Non, dès lors que le prestataire agit comme auxiliaire de l'étude sous contrat de sous-traitance, avec une obligation de confidentialité étendue à ses salariés et à ses propres sous-traitants. La responsabilité pénale reste celle du notaire, ce qui rend le choix de l'éditeur et la rédaction du DPA déterminants.

Que se passe-t-il si un appelant divulgue spontanément une information sensible ?

L'agent ne relance pas et ne reformule pas ces éléments. La fiche transmise au collaborateur conserve le motif de l'appel et signale la présence d'un contexte particulier, en appliquant le principe de minimisation à la synthèse écrite comme à la collecte.

Les conversations servent-elles à entraîner des modèles d'IA ?

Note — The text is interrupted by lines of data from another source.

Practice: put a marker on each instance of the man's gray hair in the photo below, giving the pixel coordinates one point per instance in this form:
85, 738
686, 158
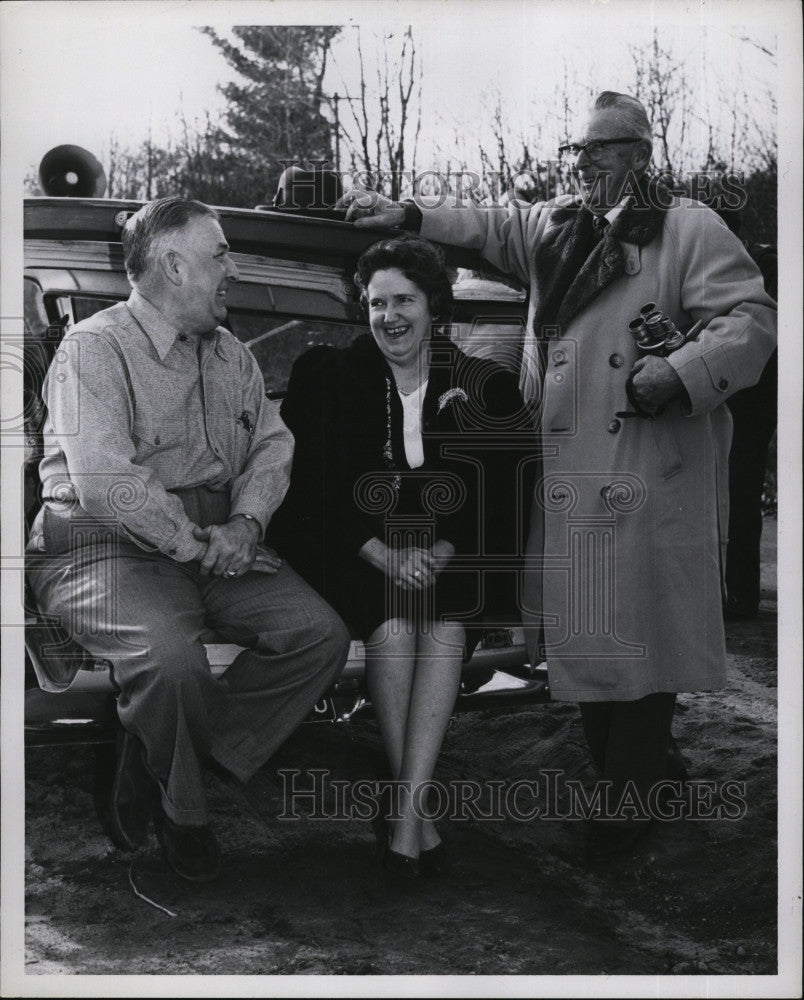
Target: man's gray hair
153, 221
631, 114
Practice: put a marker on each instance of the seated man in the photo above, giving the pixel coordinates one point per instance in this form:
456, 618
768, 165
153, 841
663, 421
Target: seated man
163, 465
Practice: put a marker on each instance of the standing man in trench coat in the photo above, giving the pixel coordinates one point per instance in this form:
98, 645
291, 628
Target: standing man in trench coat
628, 526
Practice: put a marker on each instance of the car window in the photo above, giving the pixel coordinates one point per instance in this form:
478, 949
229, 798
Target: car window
276, 340
283, 308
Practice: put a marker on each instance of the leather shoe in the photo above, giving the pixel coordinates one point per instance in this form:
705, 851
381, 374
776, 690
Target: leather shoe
191, 851
134, 793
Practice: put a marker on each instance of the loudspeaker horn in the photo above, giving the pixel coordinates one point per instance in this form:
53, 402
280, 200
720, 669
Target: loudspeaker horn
71, 172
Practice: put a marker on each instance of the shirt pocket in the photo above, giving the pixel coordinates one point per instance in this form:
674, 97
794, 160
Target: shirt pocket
159, 440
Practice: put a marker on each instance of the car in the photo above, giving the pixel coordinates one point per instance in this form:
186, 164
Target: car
295, 291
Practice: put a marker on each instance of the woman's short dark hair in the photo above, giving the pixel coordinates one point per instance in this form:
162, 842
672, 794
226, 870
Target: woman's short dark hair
145, 228
421, 262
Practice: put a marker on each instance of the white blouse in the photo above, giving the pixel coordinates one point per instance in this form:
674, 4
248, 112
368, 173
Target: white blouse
412, 425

Non. Une clause contractuelle de non-entraînement couvre les données de l'étude, y compris auprès des fournisseurs de modèles de langage utilisés en amont. Réutiliser des échanges couverts par le secret pour entraîner un modèle générique constituerait un détournement de finalité au sens du RGPD.

Que faire en cas de contrôle de la CNIL ?

L'étude doit pouvoir présenter le registre des traitements, le DPA signé, la politique de conservation et les preuves de purge, ainsi que le script d'accueil informant l'appelant. Next Call AI fournit ces éléments et assiste l'étude pendant la procédure, conformément à l'article 28 du RGPD.